The UK leads the world in CCTV coverage - it is the most watched nation in the world. This market is currently undergoing a major technology disruption.  Analogue and digital CCTV cameras linked to recorders are being superseded by IP networked systems.

This has profound implications for existing market participants as it is not entirely clear that they are either willing or capable of up-skilling and adapting to the new world where CCTV is not standalone but an IT network application.

This creates a large opportunity for IT VARs since much of the technology now falls squarely into their core competence. An IP camera can now be seen as one more device attached to the network, and running it requires another network software application. IT VARs know how to do this.

The added capabilities of video as networked data also open up the possibility of applications beyond surveillance for security. These include its use as a customer recognition or behaviour tool, thereby turning it into an enabler for revenue generating applications rather than just loss containment.
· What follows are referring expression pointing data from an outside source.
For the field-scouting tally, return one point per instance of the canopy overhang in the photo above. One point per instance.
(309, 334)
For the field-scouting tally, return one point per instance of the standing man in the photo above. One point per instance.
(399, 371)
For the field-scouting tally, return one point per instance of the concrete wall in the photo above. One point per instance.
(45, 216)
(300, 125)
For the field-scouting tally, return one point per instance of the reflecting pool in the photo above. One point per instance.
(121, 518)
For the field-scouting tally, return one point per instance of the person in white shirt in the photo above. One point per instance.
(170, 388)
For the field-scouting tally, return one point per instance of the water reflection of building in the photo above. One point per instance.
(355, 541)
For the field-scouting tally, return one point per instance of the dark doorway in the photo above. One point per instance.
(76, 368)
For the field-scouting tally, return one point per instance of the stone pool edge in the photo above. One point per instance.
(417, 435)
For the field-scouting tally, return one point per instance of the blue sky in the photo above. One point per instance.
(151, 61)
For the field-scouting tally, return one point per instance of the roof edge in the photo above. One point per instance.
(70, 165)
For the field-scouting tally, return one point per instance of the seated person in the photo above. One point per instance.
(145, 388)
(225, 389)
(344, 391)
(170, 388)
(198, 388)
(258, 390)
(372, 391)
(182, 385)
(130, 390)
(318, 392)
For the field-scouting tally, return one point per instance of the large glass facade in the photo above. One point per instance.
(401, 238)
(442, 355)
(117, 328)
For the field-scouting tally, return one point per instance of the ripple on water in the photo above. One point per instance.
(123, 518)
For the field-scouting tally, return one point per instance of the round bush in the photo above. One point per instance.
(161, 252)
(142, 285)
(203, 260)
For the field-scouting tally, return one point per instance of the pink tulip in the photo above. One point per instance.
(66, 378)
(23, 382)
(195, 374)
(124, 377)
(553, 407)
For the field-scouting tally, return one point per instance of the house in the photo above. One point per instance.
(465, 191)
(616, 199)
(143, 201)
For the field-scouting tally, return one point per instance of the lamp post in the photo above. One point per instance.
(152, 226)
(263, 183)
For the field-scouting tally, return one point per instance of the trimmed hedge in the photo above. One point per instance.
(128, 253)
An exciting extension  for VARs is the emerging concept of Video Surveillance as a Service (VSaaS) where the cameras are local to the user, but the software application and the video storage reside and are managed by a third party in the cloud.  VARs need to choose whether to create such a service, white label it or be a supplier to a provider.


There may be no choice

Video surveillance will become an IT-influenced purchase and so a competitive arena for IT VARs. This means non-participation runs the risk of opening the door to new players who may then in turn compete in the VARs’ existing space.


Benefits for VARS

For those VARs that embrace the market and develop effective strategy the prize is clear. By embracing IP video surveillance, and in particular VSaaS, VARs can:

  • Expand demand  for data storage;
  • Create high margin recurring service revenue to counter hardware commoditisation;
  • Maintain their one-stop-shop proposition to clients;
  • Gain access to physical security budgets, and potentially marketing budgets, for wider commercial applications.


Barriers to success

However there are some issues which VARs will need to overcome:

  • A lack familiarity with the video surveillance market: law, culture, buyer behaviour, users, competition, installers, and vendors;
  • The need to engage with a new set of individuals, both physical security equipment buyers and commercial business unit heads, not just the network or IT managers who currently procure their products and services;
  • The requirement to understand and operationalise video security laws, optimal camera layout design, physical camera installation siting, use and maintenance.

How well VARs develop strategies to overcome these issues will determine whether the opportunity is realised.